Memantine, a drug used to treat Alzheimer’s disease, slowed cognitive decline in patients with brain cancer treated with whole-brain radiation therapy in a phase III trial reported at the 54th Annual Meeting of the American Society for Radiation Oncology (ASTRO), held recently in Boston.
Cognitive decline commonly occurs after whole-brain radiotherapy; 4 months after radiation, about 60% of patients experience a decline in at least one cognitive domain, and the mechanism of cognitive impairment is similar to that of Alzheimer’s disease, explained lead author Nadia N.I. Laack, MD, the Mayo Clinic, Rochester, Minnesota. Dr. Laack and her colleagues evaluated memantine in the setting of radiation-induced cognitive decline.
“We are excited to see that adding memantine to the treatment plan for brain tumor patients helps preserve their cognitive function after whole-brain radiotherapy even 6 months after treatment. Our findings suggest that memantine may prevent the changes that occur in the brain following radiation therapy, impacting future treatment practices for these patients and suggesting a role for further study in patients receiving radiation to the brain,” she said.
Key Data
The study enrolled 508 patients with brain metastases who received whole-brain radiotherapy between March 2008 and June 2010. Whole-brain radiotherapy was delivered as 37.5 Gy in 15 daily fractions. Patients were randomly assigned to memantine at 20 mg/d or placebo within 3 days of the start of radiation therapy.
Specific instruments were used to assess six domains of cognitive function (memory, processing speed, executive function, global function, self-reported cognitive function, and quality of life). Assessments were done at baseline and at 8, 16, 24, and 52 weeks. The primary endpoint was memory, as assessed by the Hopkins Verbal Learning Test–Revised, Delayed Recall (HVLT-R).
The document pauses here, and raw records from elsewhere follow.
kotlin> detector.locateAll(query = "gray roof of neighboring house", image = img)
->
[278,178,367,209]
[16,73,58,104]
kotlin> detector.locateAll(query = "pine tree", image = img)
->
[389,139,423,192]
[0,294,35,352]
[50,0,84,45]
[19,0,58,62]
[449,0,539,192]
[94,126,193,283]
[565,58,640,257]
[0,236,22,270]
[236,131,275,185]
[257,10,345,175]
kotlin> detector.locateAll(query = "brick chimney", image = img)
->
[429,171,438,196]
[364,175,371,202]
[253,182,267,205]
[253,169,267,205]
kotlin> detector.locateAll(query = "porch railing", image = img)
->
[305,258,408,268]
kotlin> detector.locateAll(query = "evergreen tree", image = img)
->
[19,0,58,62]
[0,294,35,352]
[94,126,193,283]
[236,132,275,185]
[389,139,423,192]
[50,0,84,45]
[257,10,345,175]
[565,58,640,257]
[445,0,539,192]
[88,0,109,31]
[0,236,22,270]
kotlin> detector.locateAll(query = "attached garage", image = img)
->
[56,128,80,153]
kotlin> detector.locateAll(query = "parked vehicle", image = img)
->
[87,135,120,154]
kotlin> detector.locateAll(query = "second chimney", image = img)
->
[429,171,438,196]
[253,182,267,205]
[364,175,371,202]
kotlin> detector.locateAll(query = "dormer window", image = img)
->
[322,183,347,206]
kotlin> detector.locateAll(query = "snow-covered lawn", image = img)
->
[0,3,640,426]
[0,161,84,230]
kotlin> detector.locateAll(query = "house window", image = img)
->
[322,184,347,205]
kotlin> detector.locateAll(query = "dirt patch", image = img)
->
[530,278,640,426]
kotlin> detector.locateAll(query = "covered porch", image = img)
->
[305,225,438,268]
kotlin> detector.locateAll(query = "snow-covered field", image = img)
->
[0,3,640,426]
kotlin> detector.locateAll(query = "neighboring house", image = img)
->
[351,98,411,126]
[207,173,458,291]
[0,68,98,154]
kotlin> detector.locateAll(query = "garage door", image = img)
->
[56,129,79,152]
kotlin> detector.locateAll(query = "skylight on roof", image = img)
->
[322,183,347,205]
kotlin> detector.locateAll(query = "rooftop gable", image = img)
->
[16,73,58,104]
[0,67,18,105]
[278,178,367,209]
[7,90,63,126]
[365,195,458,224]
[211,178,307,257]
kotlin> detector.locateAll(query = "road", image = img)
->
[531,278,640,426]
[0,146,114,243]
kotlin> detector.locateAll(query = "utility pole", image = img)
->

Compliance with the cognitive testing protocol was poorer than expected. Only 32% of patients completed the drug therapy and cognitive assessments for various reasons, and only 149 patients were analyzable at 24 weeks. For the primary endpoint, memantine reduced the decline in HVLT-R delayed recall by 0.9 at 24 weeks. The P value for this finding was .059, “teetering on the edge of significance,” according to Dr. Laack, due to small numbers of patients. At 24 weeks, memantine reduced the relative risk of cognitive decline by 17% vs placebo (P = .01), and reduced the rate of decline in cognitive, executive, and global function as well as processing speed (P < .01).
Patients in both groups reported similar levels of grade 3 and 4 toxicities, including alopecia, fatigue, headache, and nausea. There was no difference between the groups in progression-free and overall survival. ■
Disclosure: Dr. Laack reported no potential conflicts of interest.
Reference
1. Brown PD, Shook S, Laack NN, et al: Memantine for the prevention of cognitive dysfunction in patients receiving whole-brain radiation therapy (WBRT): First report of RTOG 0614, a placebo-controlled, double-blind, randomized trial. 54th ASTRO Annual Meeting. Abstract 2. Presented October 29, 2012.